Het schriftje met de sprookjes verteld door Trijntje Soldaats en de vraag, na een lezing die ze gehouden had over Gösta Berling van Selma Lagerlöf, of er ook zulke sagen in Groningen bestonden, deed haar erop uittrekken en mensen opzoeken, die haar op dat punt stof konden leveren. Het leverde zoveel op, dat na de uitgave van Groninger volksvertellingen I, het boek van Trijntje Soldaats, in 1929 volgde: Groninger vertellingen II, het boek van Minne Koning. Ook hier weer illustraties van Johan Dijkstra. In 1930 volgde Groninger Volksverhalen. Haar werk vond een gunstig onthaal. Treffend was de ongekunstelde, aanschouwelijke en kernachtige taal van de overgeleverde verhalen, die ze optekende uit de mond van vaak eenvoudige mensen, die ze opzocht om aan materiaal te komen. Ze schreef in diverse kranten en tijdschriften en hield vele lezingen met name over folklore en geschiedenis van Groningen. Daarnaast was zij lid van vele verenigingen, vaak bestuurslid, onder andere van de Maatschappij van Nederlandse Letterkunde. Mevrouw Eilina Johanna Huizenga-Onnekes overleed op 21 april 1956 in Ten Boer.

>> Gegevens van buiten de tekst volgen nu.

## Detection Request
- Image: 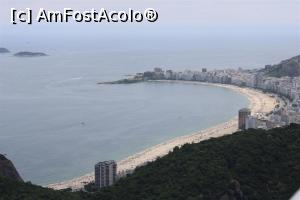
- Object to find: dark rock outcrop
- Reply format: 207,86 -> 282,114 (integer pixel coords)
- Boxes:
0,154 -> 23,182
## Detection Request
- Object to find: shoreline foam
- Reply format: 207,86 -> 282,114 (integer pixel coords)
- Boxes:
47,81 -> 276,190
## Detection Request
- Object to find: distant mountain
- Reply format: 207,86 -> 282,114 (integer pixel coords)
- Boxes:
14,51 -> 47,57
0,154 -> 23,182
263,55 -> 300,77
0,47 -> 10,53
0,124 -> 300,200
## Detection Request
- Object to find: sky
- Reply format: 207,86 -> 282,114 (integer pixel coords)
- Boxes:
0,0 -> 300,28
0,0 -> 300,57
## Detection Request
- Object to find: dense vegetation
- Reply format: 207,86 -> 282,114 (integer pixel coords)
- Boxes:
0,124 -> 300,200
0,176 -> 89,200
263,55 -> 300,78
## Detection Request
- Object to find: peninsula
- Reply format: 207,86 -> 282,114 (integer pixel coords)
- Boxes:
0,47 -> 10,53
14,51 -> 48,57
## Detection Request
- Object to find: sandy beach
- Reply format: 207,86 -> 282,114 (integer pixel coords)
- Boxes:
48,81 -> 277,190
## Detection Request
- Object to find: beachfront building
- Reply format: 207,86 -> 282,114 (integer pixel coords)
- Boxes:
238,108 -> 251,130
245,115 -> 257,130
95,160 -> 117,188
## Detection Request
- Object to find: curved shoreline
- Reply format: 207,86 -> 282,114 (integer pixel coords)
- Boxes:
47,81 -> 277,190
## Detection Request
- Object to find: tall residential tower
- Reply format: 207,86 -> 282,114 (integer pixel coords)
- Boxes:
239,108 -> 251,130
95,160 -> 117,188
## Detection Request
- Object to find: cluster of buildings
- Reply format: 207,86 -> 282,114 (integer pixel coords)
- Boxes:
95,66 -> 300,188
139,66 -> 300,129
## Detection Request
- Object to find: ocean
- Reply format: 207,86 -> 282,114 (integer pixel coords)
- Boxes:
0,29 -> 299,185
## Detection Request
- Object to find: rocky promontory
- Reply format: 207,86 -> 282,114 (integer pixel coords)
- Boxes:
14,51 -> 47,57
0,47 -> 10,53
0,154 -> 23,182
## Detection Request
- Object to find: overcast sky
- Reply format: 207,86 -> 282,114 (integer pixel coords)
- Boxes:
0,0 -> 300,28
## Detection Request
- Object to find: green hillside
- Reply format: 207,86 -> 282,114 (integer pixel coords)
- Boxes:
0,125 -> 300,200
263,55 -> 300,78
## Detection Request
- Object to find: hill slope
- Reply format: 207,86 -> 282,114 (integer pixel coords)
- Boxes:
0,125 -> 300,200
0,154 -> 23,181
264,55 -> 300,77
95,125 -> 300,200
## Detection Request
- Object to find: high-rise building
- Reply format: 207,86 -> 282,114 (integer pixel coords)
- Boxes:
95,160 -> 117,188
239,108 -> 251,130
245,115 -> 257,130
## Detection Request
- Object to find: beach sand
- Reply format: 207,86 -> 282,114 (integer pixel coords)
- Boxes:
47,81 -> 277,190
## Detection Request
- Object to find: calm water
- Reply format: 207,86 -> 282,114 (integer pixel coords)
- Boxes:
0,26 -> 300,184
0,50 -> 248,184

In het Jaarboek van de Maatschappij der Nederlandse Letterkunde 1956-1957 werd zij uitvoerig herdacht.
Literatuur
- Groningen Gids voor cultuur en landschap; Bedum (1994)
- Nieuwe Groninger Encyclopedie; Groningen (1999)
- K. ter Laan, Folklore in de Groninger letteren; Groninger Genootschap (1961)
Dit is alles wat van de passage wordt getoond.